Basti pensare, infatti, che se nel 2009 la capacità di produzione in Cina era solo di 6,5 GW, oggi è pari a 55 GW, ossia da solo l'equivalente del 150% dell'intera domanda globale, o ancora, detto in altri termini, 27 GW in più di quanto il mercato mondiale possa assorbire.

Il 75% degli importatori, dunque, ha accettato l'intesa amichevole proposta, con la fissazione da parte dell'Unione di un prezzo minimo per i pannelli cinesi venduti in territorio europeo.

Le polemiche intorno a quest'accordo, però, non mancano. Il prezzo minimo, infatti, non è stato rivelato, ma secondo l'associazione di produttori europei di pannelli sarebbe di 56 eurocentesimi per modulo.

Tutti gli importatori cinesi che rispettino questa soglia di prezzo non dovranno pagare nulla. Ma per i produttori europei si tratta di un prezzo troppo basso, "Persino più basso del costo reale necessario in Cina per la fabbricazione dei moduli", ha dichiarato Milan Nitzschke, presidente di EU Prosun.

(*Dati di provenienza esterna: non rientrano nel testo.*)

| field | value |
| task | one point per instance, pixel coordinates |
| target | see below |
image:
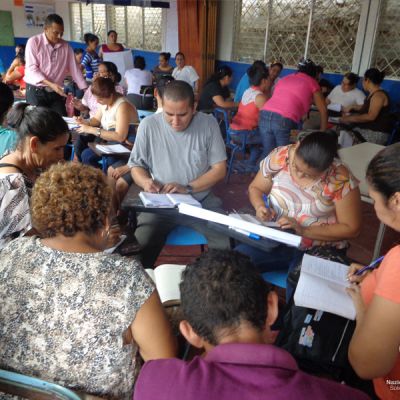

Milan Nitzschke difende le ragioni dei produttori europei annunciando un ricorso a Strasburgo
(Milan Nitzschke difende le ragioni dei produttori europei annunciando un ricorso a Strasburgo)

Per questo, i produttori europei hanno inoltrato un ricorso alla Corte europea di Giustizia contro quello che definiscono un accordo illegale.

"Ci aspettiamo – ha detto ancora Nitzschke – che la Corte stabilisca che il prezzo sia effettivamente troppo basso, e che dunque il prezzo minimo sia senza effetto".

Secondo le stime europee, il 25% degli importatori cinesi non ha aderito all'accordo, ed è costituito da coloro che non hanno collaborato anche durante le fasi di accertamento delle pratiche scorrette. Le società che hanno cooperato, qualora il prezzo minimo non dovesse essere rispettato, pagheranno dazi antidumping che oscilleranno dal 27,3% al 64,9%, oppure dazi anti-sussidi che varieranno dal 3,5% all'11,5%. Le società che invece non hanno cooperato pagheranno dazi antidumping del 53,4% e dazi anti-sussidi dell'11,5%.

I dazi, è stato spiegato, colpiranno in particolare i componenti ad alta tecnologia dei pannelli: le cellule e i wafer, ovvero le piastre di cristalli di silicio su cui vengono realizzati i circuiti integrati.

Nei mesi scorsi, sempre la Commissione europea aveva calcolato che il prezzo dei pannelli solari cinesi, spinto da queste pratiche, era in Europa dell'88% in media rispetto a quello al quale avrebbero dovuto essere venduti. Un dumping, ovvero la vendita di un prodotto su un mercato estero a prezzi spesso inferiori anche a quelli di produzione, che ha spinto i produttori cinesi ad acquisire negli ultimi due anni l'80% del mercato europeo, con l'industria dei ventisette paesi membri che ormai copre solo il 13% delle vendite intracomunitarie.